“The rose had been, one day, dropped by a lady, who was walking before Johnny, in Broadway. Johnny was an honest boy. He ran up to the lady, and offered her the rose which she had dropped. The lady smiled, and said, ‘You can keep it, my little boy. I do not want it.’
“The rose was then fresh and beautiful. Johnny thought that if he planted it, it might perhaps live. It did take root even in that poor soil, but it could not grow any.
“He looked up into my face, on the day that I first went to see his mother, and said,
“‘O, ma’am! do you think that my rose will live? I have kept it in the warmest place, and watered it every day.’
“‘Yes,’ said his mother, ‘however hungry and cold poor Johnny has been, he never forgot his rose.’
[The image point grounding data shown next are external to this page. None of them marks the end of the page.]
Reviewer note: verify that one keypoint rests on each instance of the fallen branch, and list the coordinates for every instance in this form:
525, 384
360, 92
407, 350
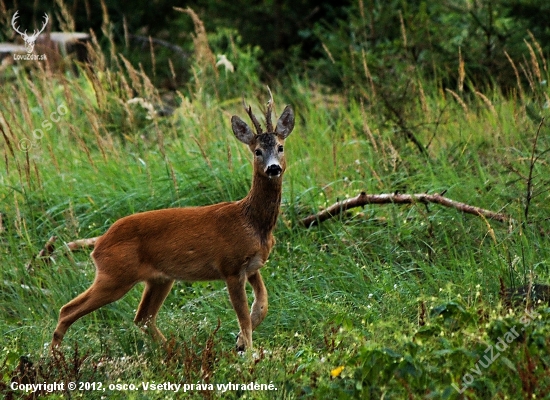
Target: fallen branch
82, 244
397, 198
334, 210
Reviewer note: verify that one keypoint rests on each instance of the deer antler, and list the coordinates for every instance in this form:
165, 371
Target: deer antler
252, 118
46, 19
270, 104
15, 16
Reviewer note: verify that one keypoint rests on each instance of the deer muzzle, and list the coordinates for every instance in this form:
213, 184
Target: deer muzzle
274, 170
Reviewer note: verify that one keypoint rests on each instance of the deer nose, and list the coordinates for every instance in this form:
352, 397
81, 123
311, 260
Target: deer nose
273, 170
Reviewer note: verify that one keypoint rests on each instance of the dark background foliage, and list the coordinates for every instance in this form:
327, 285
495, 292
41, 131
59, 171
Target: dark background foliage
327, 38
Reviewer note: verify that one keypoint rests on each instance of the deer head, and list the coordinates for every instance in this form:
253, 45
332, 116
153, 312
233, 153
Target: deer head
267, 146
29, 40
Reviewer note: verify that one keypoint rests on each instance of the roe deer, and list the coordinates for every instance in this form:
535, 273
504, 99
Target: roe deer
229, 241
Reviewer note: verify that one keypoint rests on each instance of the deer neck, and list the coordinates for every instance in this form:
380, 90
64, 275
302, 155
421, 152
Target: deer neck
261, 205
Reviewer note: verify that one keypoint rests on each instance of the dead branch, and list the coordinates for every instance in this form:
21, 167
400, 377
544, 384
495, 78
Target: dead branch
82, 244
398, 198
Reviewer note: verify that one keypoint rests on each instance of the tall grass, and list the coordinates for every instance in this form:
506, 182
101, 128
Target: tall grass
405, 298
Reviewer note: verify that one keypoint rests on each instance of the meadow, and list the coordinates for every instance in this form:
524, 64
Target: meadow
383, 301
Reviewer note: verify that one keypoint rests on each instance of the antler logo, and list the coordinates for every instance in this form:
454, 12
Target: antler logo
29, 40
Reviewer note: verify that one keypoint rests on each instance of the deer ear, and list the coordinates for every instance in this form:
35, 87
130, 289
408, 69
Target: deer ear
241, 130
285, 124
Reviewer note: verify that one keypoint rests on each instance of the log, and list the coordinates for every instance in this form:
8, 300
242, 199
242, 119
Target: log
397, 198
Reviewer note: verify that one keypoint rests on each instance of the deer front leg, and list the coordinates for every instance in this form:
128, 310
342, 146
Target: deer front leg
259, 307
237, 295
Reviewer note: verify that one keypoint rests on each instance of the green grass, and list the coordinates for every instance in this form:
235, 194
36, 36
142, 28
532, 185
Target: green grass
349, 293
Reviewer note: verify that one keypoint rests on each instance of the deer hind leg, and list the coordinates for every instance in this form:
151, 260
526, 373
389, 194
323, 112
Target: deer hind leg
237, 295
259, 307
153, 296
104, 290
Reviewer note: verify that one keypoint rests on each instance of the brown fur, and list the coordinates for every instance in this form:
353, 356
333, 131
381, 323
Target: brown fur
229, 241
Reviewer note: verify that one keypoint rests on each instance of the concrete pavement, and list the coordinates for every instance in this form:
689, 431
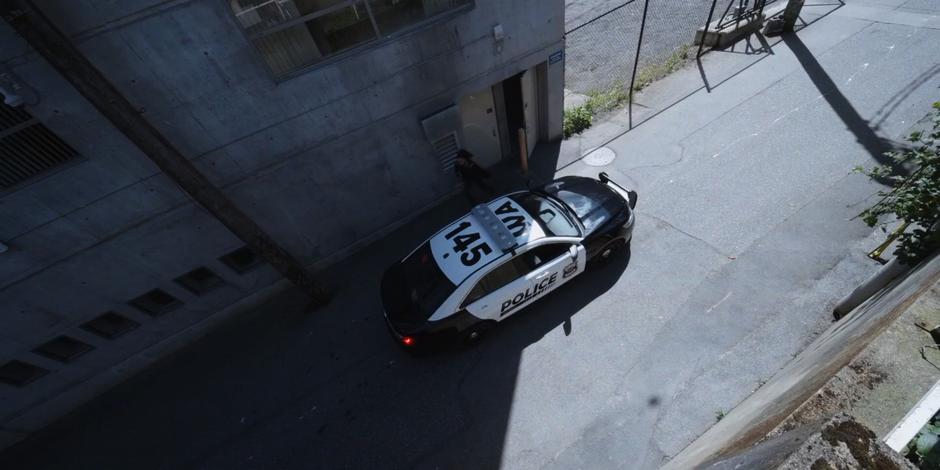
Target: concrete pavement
744, 241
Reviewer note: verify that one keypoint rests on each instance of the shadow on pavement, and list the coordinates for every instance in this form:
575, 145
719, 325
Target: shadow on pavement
875, 145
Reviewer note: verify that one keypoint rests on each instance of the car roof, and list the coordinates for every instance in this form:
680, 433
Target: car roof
478, 227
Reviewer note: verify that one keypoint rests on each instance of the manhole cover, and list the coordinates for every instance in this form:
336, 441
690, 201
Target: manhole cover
600, 156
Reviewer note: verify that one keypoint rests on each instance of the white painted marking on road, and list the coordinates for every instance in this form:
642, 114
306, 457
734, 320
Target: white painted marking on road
719, 303
915, 419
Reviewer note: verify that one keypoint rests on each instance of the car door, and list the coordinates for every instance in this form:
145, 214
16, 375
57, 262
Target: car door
549, 266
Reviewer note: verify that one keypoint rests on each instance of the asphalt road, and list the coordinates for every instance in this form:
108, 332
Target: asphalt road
744, 241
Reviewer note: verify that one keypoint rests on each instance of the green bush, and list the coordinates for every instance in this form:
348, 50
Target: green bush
607, 100
914, 197
576, 121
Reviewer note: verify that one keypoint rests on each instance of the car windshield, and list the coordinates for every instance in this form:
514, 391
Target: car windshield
592, 203
427, 286
553, 218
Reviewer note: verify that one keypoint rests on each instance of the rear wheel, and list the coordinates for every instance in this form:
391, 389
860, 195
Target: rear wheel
476, 333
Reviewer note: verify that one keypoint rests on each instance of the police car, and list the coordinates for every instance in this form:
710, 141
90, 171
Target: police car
504, 254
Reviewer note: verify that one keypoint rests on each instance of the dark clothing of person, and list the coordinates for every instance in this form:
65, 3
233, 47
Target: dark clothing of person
472, 174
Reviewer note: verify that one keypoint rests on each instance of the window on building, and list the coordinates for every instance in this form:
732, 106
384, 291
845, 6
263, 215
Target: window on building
27, 148
292, 34
156, 302
63, 349
200, 281
241, 260
19, 373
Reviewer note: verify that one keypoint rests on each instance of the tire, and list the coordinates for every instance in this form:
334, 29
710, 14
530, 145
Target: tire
475, 334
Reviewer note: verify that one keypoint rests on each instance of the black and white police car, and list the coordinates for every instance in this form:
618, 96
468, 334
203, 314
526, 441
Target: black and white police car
504, 254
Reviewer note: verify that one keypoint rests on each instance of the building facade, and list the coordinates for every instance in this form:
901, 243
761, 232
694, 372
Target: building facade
300, 110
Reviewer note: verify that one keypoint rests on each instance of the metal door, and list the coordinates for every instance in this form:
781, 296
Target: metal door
530, 108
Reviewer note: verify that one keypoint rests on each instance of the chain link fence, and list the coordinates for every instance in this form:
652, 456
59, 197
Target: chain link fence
601, 53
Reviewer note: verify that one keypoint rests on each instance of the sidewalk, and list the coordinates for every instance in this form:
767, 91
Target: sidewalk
744, 241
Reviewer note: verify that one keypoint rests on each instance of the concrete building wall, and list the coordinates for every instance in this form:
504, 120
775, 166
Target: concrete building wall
325, 160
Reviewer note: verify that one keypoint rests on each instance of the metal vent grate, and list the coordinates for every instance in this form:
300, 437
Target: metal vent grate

“I saw when he asked me the question that his rose was nearly dead. The tears came into his eyes when I told him this.
“Poor little boy! The flower was like himself, withering away for want of light and air.
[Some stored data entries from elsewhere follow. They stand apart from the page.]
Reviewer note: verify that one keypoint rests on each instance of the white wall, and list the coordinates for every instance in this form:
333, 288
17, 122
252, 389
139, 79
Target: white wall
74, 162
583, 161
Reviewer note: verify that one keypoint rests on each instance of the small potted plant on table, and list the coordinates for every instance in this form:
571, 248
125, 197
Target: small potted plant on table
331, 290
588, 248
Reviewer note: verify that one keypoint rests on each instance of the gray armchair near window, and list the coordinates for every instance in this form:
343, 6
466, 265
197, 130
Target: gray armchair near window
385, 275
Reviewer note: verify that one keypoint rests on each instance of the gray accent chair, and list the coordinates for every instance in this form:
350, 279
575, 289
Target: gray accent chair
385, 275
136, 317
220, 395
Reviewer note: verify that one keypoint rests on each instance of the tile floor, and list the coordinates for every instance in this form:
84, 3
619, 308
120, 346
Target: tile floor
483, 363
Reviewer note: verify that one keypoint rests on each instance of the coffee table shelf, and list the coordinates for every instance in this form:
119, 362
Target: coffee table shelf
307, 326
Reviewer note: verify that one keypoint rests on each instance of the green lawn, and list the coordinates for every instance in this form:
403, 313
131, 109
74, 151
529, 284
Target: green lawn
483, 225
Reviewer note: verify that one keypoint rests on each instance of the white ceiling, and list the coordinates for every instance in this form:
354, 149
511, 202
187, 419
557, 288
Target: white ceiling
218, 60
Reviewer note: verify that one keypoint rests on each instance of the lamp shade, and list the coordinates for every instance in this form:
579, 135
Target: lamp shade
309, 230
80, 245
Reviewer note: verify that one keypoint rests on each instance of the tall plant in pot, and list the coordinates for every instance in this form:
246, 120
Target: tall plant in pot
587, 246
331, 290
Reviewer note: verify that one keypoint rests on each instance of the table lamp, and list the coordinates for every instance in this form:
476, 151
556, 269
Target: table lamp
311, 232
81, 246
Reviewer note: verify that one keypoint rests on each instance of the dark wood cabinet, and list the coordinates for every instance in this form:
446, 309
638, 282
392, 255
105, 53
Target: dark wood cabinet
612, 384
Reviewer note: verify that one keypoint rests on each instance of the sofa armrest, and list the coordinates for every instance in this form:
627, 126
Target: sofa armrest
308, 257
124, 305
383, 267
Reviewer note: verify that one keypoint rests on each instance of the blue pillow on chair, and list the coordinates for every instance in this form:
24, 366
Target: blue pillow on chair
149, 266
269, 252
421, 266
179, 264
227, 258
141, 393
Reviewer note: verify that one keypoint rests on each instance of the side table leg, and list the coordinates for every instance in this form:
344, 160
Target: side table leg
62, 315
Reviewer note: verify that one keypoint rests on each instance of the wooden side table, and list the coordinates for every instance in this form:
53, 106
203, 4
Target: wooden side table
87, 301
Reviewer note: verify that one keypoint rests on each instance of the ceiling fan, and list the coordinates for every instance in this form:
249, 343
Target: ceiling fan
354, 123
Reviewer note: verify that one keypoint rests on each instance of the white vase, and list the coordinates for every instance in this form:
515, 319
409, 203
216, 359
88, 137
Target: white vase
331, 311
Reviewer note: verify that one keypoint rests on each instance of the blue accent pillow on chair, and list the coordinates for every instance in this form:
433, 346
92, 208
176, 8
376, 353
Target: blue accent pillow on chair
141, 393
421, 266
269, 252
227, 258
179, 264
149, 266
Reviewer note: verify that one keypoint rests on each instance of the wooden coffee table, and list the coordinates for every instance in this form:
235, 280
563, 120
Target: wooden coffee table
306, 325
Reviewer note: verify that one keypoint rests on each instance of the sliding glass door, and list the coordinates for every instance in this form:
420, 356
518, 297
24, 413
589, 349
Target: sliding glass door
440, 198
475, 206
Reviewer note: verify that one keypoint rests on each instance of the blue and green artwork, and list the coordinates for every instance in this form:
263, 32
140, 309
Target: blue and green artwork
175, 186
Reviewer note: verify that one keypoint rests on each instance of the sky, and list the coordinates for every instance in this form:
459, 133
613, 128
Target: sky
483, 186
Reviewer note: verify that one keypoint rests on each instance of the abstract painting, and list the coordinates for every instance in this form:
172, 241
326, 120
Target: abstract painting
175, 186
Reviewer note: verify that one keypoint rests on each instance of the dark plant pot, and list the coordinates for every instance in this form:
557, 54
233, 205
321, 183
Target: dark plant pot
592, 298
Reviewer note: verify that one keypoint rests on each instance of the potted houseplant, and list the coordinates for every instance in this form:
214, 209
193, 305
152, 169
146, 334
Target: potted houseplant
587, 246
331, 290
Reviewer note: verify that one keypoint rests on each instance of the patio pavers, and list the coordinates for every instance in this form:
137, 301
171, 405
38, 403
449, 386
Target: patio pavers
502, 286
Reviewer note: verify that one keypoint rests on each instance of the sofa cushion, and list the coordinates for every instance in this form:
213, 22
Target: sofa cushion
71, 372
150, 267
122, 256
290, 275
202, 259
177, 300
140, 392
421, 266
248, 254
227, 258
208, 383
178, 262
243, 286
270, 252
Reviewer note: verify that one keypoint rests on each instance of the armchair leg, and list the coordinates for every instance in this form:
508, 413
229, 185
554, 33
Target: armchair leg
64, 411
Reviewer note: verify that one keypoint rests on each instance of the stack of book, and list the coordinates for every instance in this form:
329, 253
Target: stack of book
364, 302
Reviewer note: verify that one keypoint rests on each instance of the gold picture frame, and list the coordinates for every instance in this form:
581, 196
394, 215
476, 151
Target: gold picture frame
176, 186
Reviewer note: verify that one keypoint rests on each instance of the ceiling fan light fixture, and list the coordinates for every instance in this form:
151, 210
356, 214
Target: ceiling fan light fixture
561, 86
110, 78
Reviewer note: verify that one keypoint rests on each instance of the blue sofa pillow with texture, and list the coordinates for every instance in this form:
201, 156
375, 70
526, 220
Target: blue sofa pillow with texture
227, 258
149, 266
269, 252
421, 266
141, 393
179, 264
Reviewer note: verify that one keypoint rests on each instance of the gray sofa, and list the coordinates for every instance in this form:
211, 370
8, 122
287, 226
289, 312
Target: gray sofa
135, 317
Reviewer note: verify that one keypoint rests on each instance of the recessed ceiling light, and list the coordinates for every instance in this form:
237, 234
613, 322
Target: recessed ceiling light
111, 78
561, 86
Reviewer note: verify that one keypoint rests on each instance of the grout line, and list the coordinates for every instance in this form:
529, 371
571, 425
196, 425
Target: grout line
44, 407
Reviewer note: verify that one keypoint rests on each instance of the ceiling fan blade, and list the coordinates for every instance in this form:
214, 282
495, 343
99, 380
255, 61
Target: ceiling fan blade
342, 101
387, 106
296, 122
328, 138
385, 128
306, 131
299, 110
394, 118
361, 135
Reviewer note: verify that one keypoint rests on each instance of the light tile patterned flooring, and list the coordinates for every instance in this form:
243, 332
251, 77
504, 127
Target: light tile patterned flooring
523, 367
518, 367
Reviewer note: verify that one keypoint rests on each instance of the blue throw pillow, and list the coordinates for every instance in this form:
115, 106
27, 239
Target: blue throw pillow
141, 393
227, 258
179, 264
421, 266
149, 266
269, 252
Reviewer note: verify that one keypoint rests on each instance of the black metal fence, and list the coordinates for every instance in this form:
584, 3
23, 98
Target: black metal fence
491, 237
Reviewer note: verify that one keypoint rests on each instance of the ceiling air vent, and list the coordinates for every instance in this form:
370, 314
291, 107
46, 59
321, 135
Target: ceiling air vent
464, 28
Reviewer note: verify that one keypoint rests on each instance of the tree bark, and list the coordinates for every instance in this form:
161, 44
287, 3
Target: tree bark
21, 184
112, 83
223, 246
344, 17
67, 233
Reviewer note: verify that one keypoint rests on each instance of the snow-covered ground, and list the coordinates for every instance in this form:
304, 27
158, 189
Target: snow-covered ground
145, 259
“Just think, Alfred, how happy little Johnny would have been, running with his bare feet through the fields, looking at the golden and speckled butterflies, filling his cap with wild-flowers, and listening to the song of the birds, and the busy hum of the honey-bee!
“One day I took Johnny to my house, and showed him a stand of flowers. He was delighted. He clapped his hands, and his eyes sparkled. He smelt the heliotropes and the roses, and he looked at the rich flowers of the cactus. When I gave him a bouquet to carry to his own miserable home, he seemed perfectly happy.